Bazen insanlar düşünürler, hayatın anlamı ne diye. Bunu zaman zaman ben de düşünüyorum, hayatın anlamı ne diye. En azından seni tanıyıncaya kadar düşünüyordum.Gerçeklerin acı olduğunu ve bu yüzden biberinde gerçek olduğunu anlatan bir espriyi anımsadım.
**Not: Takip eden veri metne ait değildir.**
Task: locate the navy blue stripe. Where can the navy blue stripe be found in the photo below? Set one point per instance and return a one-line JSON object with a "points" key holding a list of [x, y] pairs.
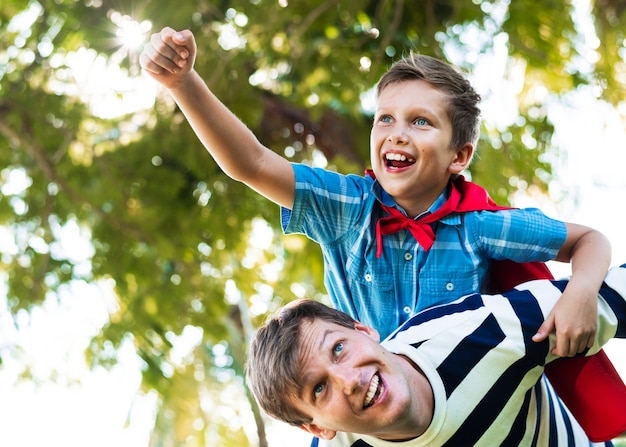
{"points": [[471, 350], [539, 402], [531, 317], [552, 439], [470, 303], [491, 405]]}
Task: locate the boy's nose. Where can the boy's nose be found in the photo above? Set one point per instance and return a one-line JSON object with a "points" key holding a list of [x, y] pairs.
{"points": [[397, 136]]}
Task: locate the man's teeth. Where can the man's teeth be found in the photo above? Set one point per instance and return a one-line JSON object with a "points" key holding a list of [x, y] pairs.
{"points": [[397, 157], [372, 391]]}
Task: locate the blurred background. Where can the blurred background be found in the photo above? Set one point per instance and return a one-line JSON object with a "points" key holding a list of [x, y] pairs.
{"points": [[132, 270]]}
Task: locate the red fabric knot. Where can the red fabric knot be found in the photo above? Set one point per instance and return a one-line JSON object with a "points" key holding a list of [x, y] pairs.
{"points": [[420, 228]]}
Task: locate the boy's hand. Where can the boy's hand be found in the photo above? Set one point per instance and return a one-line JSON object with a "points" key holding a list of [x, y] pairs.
{"points": [[574, 322], [169, 56]]}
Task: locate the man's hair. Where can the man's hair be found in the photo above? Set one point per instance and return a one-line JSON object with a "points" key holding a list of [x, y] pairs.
{"points": [[273, 369], [462, 109]]}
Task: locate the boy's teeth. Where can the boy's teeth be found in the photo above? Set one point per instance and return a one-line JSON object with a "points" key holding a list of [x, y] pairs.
{"points": [[372, 390], [396, 157]]}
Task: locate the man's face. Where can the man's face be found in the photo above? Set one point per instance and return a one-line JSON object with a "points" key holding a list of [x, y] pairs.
{"points": [[410, 144], [351, 383]]}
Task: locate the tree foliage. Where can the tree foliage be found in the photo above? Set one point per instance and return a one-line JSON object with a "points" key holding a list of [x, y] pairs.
{"points": [[185, 245]]}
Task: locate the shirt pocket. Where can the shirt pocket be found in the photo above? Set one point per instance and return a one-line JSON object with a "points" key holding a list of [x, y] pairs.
{"points": [[445, 285]]}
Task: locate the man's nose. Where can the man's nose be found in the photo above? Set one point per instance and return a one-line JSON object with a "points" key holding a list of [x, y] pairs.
{"points": [[349, 379]]}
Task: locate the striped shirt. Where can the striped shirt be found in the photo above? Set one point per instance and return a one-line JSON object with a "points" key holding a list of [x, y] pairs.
{"points": [[340, 213], [486, 372]]}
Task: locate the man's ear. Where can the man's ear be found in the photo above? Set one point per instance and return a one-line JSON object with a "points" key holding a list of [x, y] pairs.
{"points": [[373, 333], [461, 159], [318, 431]]}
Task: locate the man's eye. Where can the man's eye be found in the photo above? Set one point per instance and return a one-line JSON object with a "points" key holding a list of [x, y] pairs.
{"points": [[318, 390]]}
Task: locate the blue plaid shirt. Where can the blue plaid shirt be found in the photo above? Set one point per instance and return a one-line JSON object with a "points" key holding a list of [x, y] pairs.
{"points": [[339, 212]]}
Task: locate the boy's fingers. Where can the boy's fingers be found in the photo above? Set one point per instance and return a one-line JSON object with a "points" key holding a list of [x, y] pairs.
{"points": [[544, 330]]}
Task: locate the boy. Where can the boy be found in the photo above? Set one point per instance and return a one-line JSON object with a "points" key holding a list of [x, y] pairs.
{"points": [[423, 137], [464, 373]]}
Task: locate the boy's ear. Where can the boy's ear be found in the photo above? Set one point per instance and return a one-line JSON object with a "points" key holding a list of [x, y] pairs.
{"points": [[461, 159], [318, 431]]}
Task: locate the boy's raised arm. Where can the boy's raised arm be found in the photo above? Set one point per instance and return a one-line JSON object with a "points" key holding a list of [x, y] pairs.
{"points": [[169, 58]]}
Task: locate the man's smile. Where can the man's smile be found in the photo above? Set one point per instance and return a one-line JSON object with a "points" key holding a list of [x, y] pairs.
{"points": [[375, 390]]}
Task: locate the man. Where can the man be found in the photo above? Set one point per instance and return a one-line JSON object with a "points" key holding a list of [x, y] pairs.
{"points": [[460, 374]]}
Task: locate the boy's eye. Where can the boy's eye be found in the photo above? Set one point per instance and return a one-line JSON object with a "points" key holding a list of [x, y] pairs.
{"points": [[317, 390]]}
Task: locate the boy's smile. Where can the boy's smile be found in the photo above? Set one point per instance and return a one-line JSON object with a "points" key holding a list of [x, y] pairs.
{"points": [[410, 145], [351, 382]]}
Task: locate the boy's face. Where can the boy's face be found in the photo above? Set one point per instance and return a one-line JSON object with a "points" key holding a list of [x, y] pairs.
{"points": [[351, 383], [410, 144]]}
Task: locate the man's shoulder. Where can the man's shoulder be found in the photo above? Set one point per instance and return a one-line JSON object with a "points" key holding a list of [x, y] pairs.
{"points": [[342, 439]]}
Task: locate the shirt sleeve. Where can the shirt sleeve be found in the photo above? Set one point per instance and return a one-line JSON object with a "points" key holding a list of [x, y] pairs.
{"points": [[326, 204], [521, 235]]}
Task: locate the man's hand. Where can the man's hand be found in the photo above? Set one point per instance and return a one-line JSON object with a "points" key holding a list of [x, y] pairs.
{"points": [[169, 56], [574, 321]]}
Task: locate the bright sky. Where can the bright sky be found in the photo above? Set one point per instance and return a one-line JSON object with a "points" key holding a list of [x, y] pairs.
{"points": [[103, 408]]}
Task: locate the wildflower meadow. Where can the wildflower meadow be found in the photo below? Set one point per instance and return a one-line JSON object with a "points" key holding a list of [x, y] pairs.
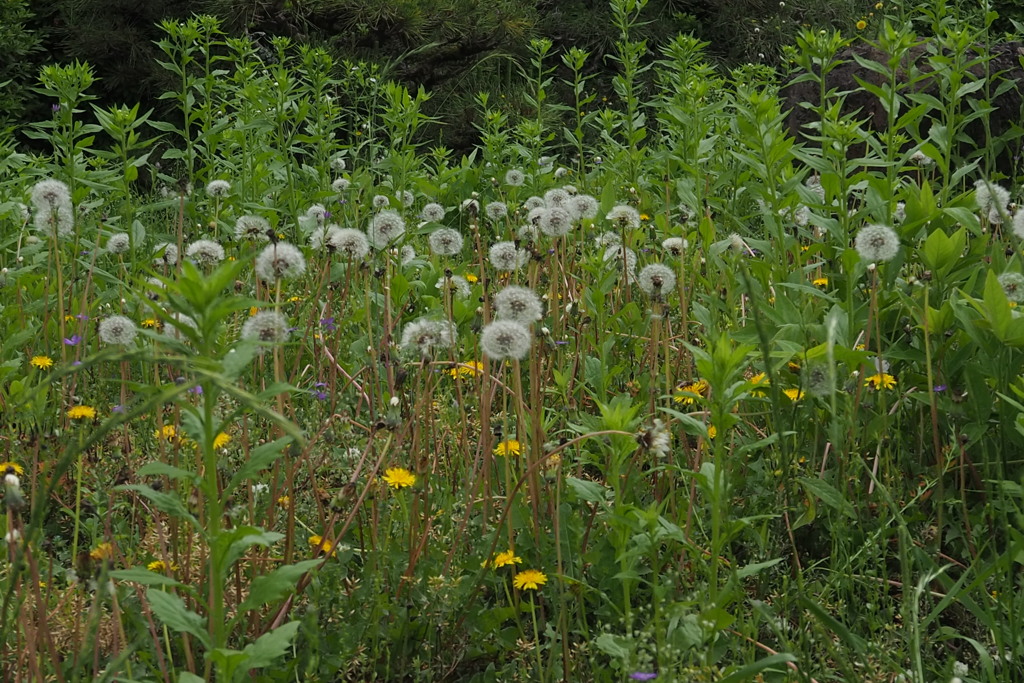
{"points": [[642, 387]]}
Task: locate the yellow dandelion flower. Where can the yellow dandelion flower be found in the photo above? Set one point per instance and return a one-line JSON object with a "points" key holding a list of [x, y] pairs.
{"points": [[529, 580], [881, 381], [688, 393], [507, 558], [508, 447], [320, 544], [467, 369], [103, 551], [160, 566], [167, 432], [82, 413], [760, 381], [398, 477]]}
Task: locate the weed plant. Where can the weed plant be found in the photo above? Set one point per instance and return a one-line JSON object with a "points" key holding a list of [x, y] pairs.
{"points": [[660, 394]]}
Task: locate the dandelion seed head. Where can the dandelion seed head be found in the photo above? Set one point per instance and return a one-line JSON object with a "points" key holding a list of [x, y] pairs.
{"points": [[585, 206], [514, 177], [255, 228], [496, 210], [534, 203], [518, 303], [386, 227], [432, 213], [348, 242], [268, 327], [205, 252], [655, 280], [877, 244], [506, 257], [556, 197], [616, 255], [117, 330], [425, 337], [1013, 285], [675, 246], [119, 243], [624, 216], [445, 242], [166, 254], [555, 222], [280, 261], [505, 339], [218, 187]]}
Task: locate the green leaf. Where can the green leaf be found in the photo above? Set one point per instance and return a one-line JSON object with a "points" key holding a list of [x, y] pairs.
{"points": [[275, 585], [827, 495], [171, 610], [260, 458], [163, 469], [750, 672], [752, 569], [143, 577], [270, 646]]}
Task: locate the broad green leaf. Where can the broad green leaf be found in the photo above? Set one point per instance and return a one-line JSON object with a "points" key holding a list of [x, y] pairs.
{"points": [[171, 611]]}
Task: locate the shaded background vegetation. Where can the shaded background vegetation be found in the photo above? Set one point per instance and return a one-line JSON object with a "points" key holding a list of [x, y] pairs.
{"points": [[454, 48]]}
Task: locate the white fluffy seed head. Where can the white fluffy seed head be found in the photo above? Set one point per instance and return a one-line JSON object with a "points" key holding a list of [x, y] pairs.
{"points": [[165, 254], [518, 303], [624, 216], [445, 242], [348, 242], [496, 210], [425, 337], [555, 222], [505, 339], [505, 256], [656, 280], [514, 177], [254, 228], [280, 261], [119, 244], [205, 252], [218, 187], [385, 228], [877, 244], [432, 213], [117, 330], [268, 327]]}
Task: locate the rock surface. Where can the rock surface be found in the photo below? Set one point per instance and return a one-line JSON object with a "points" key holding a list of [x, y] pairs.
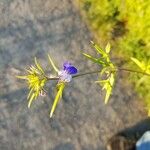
{"points": [[30, 28]]}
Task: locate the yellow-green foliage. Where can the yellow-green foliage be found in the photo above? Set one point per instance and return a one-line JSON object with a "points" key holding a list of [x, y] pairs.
{"points": [[126, 24]]}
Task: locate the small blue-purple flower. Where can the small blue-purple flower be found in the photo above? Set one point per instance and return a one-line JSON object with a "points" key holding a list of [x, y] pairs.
{"points": [[65, 75]]}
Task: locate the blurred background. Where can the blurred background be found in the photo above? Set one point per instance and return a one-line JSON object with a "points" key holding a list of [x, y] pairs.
{"points": [[29, 29]]}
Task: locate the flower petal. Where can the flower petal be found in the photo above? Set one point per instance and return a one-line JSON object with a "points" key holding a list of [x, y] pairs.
{"points": [[71, 70]]}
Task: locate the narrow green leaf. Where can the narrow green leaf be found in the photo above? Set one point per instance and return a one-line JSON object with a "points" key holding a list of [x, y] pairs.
{"points": [[107, 48], [57, 98], [98, 49], [93, 59], [108, 93], [138, 63], [52, 63]]}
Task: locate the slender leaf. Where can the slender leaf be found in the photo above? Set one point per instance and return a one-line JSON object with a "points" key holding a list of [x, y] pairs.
{"points": [[52, 63], [57, 98]]}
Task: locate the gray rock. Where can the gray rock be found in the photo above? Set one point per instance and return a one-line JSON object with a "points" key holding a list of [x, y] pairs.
{"points": [[30, 28]]}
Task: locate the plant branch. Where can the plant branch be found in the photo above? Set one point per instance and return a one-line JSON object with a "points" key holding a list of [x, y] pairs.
{"points": [[98, 71]]}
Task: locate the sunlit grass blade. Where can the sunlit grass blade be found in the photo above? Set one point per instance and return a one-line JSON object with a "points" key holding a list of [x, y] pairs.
{"points": [[31, 99], [38, 65], [57, 98], [52, 63], [22, 77]]}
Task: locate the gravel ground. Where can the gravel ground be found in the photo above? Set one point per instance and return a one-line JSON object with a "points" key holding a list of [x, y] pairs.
{"points": [[30, 28]]}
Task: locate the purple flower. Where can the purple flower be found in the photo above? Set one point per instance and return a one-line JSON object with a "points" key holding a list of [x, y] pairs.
{"points": [[65, 75]]}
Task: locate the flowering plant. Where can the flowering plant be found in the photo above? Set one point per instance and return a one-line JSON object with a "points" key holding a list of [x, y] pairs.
{"points": [[37, 78]]}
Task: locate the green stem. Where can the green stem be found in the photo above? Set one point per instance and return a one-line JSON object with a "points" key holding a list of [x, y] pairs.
{"points": [[98, 71]]}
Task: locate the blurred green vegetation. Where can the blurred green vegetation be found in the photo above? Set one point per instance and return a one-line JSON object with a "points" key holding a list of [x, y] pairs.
{"points": [[126, 25]]}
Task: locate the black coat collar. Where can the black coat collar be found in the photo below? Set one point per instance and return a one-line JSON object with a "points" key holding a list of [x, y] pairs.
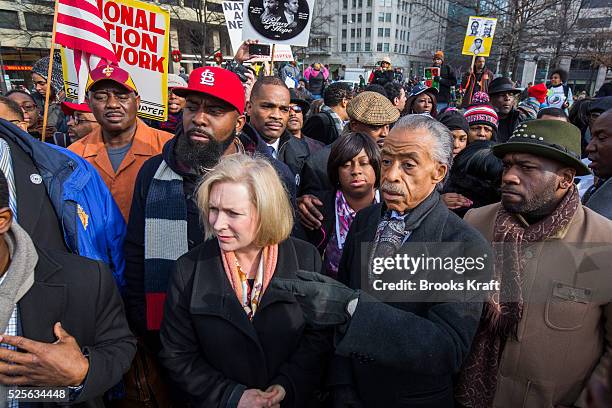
{"points": [[213, 295]]}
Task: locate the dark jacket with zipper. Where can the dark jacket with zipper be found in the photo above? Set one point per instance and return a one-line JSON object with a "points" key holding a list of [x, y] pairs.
{"points": [[214, 352], [82, 295]]}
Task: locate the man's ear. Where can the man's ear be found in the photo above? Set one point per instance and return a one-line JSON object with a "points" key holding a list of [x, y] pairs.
{"points": [[566, 175], [240, 122], [6, 219]]}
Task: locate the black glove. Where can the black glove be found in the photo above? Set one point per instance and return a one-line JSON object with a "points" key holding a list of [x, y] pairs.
{"points": [[345, 396], [323, 299]]}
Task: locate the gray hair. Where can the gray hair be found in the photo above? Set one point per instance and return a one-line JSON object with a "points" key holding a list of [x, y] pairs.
{"points": [[443, 138]]}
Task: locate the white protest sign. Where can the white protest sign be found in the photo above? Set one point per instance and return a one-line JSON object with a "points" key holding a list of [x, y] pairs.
{"points": [[139, 33], [278, 21], [233, 20]]}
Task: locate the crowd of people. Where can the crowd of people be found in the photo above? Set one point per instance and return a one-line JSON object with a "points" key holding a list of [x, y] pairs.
{"points": [[225, 257]]}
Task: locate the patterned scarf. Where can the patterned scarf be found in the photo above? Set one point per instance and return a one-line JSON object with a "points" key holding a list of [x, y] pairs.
{"points": [[503, 311], [393, 230], [249, 296]]}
Halbuki biliyor musun? bütün biberler tatlıdır. Zira,hayat sanıldığı kadar acımasız ve acı değil, sadece hayattaki tadı alabilmeli, kendi istediğin gibi yaşayabilmelisin yaşayamadıkların ile beraber ölüp gittiğinde çevrenin sana bir yardımı olmayacak.Kendini özgür bırak, ne hissediyorsan onu yap. Çoğu insan gibi mesela benim gibi, ne yapman gerekiyorsa onu yapma, bırak duygularını perdelemeyi, bırak ırmaklar gibi coşsun. Bir sevdiğinin elini tutarken yaşadıklarının yanlış olduğunu düşünüp hayıflanma. Bırak o sevgi senin tüm benliğini sarsın. Eğer onun gerçekten aradığın olduğuna inanıyorsan, ona sımsıkı sarıl, onu yaşa,onu bırakma...Günün birinde belki anlarsın ne kadar sevdiğini, ne kadar sevebileceğini, nekadar sevildiğini, ne kadar sevilebileceğini... Ama iş işten geçmiş,sevgilin, seni seven gitmiş, yitmiş olabilir. İşte o zaman üzülme vaktidir.Yerli yersiz ağlama vaktidir. İşte o zaman çevrene dönüp, şimdi ne yapacağımdiye sorma vaktidir. Alacağın cevabı sana söyleyeyim güzelim ; BİLMİYORUM diyecekler, senin dediğin gibi...Ben biliyorum, oysa sende biliyordun. Hep bildin zaten. Ama öyle olmadın.Ama artık sen de biliyorsun, biliyorsun ki, en azından bir kez gerçekten sevildin ve yine biliyorsun ki, bu sevgi bitmeyecek. En azından ben bitene kadar.Yaşa... Doğru bildiğin insanı bul ve onunla yaşa, ama bu dostunu sakın unutma. Bil ki unutulmayı hiç sevmem!Ve bil ki kurallarım vardır, herkes buna uymak zorundadır.* Dostlarım benden önce ölemezler,* Dostlarım benden çok üzülemezler,* Dostlarım benden çok sevemezler,* Ve dostlarımı kimse benden çok sevemez.Artık benim dostumsun .Yaşa bu hayatı sevdiğim, limon gibi sömürerek, tüm ekşiliğine rağmen tadını alarak yaşa!